Immunohistochemistry
Immunohistochemical staining was performed for the surgically resected specimen. A rabbit monoclonal antibody against NQO1 (Epitomics, Burlingame, CA) was used at a dilution of 1:200. Three serial 3-µm sections were recut and prepared from each block: 1 each for hematoxylin-eosin staining, immunohistochemical staining, and negative control. Two independent surgical pathologists blinded to the clinical details assessed each section. Before staining, sections were microwaved for 21 min in 10 mM sodium citrate buffer (pH 6.0). After overnight incubation at 4 °C with NQO1 antibody, sections were incubated with goat anti-rabbit IgG polymerized horseradish peroxidase-labeled secondary antibody (Epitomics) at room temperature for 30 min. Diaminobenzidine was used as the chromogen and sections were counterstained with hematoxylin.

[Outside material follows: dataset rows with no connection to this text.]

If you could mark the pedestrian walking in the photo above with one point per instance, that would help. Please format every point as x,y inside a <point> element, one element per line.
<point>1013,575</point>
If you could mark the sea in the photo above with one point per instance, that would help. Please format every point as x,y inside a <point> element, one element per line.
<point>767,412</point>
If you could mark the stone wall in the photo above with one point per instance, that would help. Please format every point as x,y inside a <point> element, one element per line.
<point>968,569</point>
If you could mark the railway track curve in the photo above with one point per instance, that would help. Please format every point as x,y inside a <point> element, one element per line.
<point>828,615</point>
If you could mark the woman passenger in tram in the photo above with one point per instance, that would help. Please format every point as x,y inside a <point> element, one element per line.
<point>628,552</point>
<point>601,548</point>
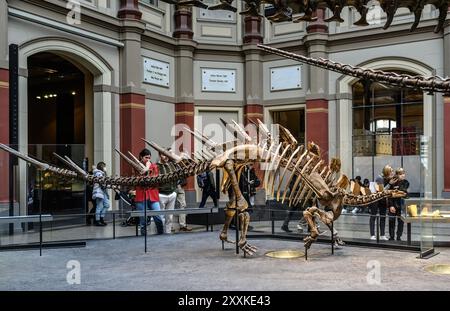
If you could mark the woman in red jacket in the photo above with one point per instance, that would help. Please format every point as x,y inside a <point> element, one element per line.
<point>148,197</point>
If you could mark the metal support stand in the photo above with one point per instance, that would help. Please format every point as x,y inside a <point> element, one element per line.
<point>212,225</point>
<point>237,232</point>
<point>41,183</point>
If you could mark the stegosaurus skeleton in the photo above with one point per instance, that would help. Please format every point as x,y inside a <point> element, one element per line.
<point>284,159</point>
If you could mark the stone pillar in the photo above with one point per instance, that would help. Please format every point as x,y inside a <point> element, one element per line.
<point>132,97</point>
<point>252,30</point>
<point>183,23</point>
<point>316,99</point>
<point>129,9</point>
<point>447,143</point>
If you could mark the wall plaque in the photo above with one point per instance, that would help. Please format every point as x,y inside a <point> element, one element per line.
<point>219,80</point>
<point>285,78</point>
<point>156,72</point>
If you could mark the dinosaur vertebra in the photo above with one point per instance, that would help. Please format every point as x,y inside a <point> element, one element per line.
<point>284,9</point>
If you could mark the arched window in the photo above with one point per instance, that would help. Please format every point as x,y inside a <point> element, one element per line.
<point>387,124</point>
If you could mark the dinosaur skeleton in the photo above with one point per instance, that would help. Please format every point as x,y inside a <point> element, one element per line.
<point>284,9</point>
<point>313,179</point>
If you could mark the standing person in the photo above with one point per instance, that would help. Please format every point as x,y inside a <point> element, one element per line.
<point>206,182</point>
<point>399,182</point>
<point>181,199</point>
<point>379,207</point>
<point>100,196</point>
<point>167,192</point>
<point>148,197</point>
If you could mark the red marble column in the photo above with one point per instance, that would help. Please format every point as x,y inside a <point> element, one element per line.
<point>129,9</point>
<point>132,127</point>
<point>319,25</point>
<point>317,124</point>
<point>447,143</point>
<point>184,117</point>
<point>252,30</point>
<point>4,134</point>
<point>183,23</point>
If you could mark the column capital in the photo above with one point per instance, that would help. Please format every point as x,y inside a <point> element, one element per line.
<point>252,30</point>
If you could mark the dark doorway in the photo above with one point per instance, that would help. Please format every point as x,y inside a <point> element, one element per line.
<point>56,123</point>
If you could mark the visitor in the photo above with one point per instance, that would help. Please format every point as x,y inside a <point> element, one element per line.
<point>167,191</point>
<point>100,195</point>
<point>148,197</point>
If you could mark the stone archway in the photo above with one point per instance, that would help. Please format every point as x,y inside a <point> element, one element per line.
<point>344,86</point>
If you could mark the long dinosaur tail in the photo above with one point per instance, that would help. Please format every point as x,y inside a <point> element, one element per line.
<point>361,200</point>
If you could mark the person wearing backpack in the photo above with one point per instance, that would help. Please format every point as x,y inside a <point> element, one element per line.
<point>205,181</point>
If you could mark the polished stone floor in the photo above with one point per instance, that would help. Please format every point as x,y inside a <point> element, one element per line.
<point>196,261</point>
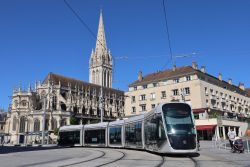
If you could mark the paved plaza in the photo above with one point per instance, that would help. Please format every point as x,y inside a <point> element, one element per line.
<point>93,157</point>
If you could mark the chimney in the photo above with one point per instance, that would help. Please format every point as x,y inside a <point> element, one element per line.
<point>220,77</point>
<point>140,76</point>
<point>174,67</point>
<point>203,69</point>
<point>241,86</point>
<point>194,65</point>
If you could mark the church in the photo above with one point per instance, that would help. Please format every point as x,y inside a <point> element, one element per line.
<point>61,100</point>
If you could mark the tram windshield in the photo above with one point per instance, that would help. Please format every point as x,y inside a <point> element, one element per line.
<point>178,119</point>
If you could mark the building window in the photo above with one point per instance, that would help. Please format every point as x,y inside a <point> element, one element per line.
<point>153,106</point>
<point>133,110</point>
<point>24,103</point>
<point>143,97</point>
<point>133,99</point>
<point>63,122</point>
<point>176,80</point>
<point>188,78</point>
<point>143,107</point>
<point>175,92</point>
<point>36,125</point>
<point>154,84</point>
<point>187,91</point>
<point>163,95</point>
<point>152,96</point>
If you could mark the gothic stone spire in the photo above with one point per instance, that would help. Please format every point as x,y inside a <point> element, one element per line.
<point>101,46</point>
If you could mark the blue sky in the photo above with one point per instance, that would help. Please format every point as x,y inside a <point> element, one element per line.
<point>42,36</point>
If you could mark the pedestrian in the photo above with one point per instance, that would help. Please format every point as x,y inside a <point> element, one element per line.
<point>231,136</point>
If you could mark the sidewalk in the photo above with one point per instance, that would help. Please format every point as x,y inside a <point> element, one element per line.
<point>212,156</point>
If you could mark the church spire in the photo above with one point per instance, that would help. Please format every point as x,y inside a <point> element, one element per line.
<point>101,47</point>
<point>100,63</point>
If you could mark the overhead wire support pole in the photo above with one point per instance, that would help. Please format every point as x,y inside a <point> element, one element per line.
<point>166,22</point>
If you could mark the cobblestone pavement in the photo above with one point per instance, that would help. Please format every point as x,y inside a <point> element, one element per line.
<point>94,157</point>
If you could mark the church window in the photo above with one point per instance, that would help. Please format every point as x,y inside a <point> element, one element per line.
<point>14,124</point>
<point>46,124</point>
<point>22,125</point>
<point>54,124</point>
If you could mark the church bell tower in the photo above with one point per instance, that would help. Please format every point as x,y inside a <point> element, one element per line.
<point>100,63</point>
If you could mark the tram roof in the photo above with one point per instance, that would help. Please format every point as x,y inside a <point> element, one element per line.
<point>98,125</point>
<point>71,127</point>
<point>135,118</point>
<point>117,122</point>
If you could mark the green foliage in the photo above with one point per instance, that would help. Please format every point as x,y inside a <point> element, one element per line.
<point>214,114</point>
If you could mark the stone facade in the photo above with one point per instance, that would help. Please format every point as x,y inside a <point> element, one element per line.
<point>100,63</point>
<point>61,100</point>
<point>3,116</point>
<point>208,95</point>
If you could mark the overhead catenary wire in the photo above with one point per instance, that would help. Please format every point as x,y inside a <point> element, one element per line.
<point>167,30</point>
<point>84,24</point>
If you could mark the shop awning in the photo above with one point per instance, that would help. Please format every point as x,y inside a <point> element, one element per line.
<point>205,127</point>
<point>198,110</point>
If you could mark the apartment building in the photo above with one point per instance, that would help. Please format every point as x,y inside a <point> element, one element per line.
<point>216,103</point>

Patterns of NQO1 expression and definition of NQO1 polymorphism status
NQO1 expression was defined as the presence of cytosolic and/or nuclear staining as described previously [9, 16]. Then, according to NQO1 expression in tumor specimens of CRLM, patients were classified as either those with positive expression in CRLM (Fig. 1A) or those with loss of expression in CRLM (Fig. 1B). Additionally, non-neoplastic interlobular biliary epithelial cells of the liver, which typically show immunopositive staining for NQO1 (Fig. 1A and B) [3], occasionally showed no NQO1 immunoreactivity (Fig. 1C), probably because homozygosity for the NQO1 polymorphism is associated with loss of NQO1 protein [11]. Thus, in the current study, patients were classified as follows: patients with NQO1 polymorphism, characterized by no NQO1 expression in non-neoplastic intralobular biliary epithelial cells of the liver, or patients without NQO1 polymorphism, characterized by NQO1-positive expression in non-neoplastic intralobular biliary epithelial cells of the liver.
Statistical analysis
Categorical variables were compared using Fisher’s exact test. The follow-up period was defined as the interval between the date of hepatectomy and last follow-up. Cumulative survival was estimated using the Kaplan-Meier method, and the log-rank test was applied to compare survival between the groups. To identify independent prognostic factors, the Cox proportional hazards regression model was used. All statistical evaluations were performed using the PASW Statistics 23 software package (SPSS, Inc., Chicago, IL). All tests were two tailed and p < 0.05 was considered statistically significant.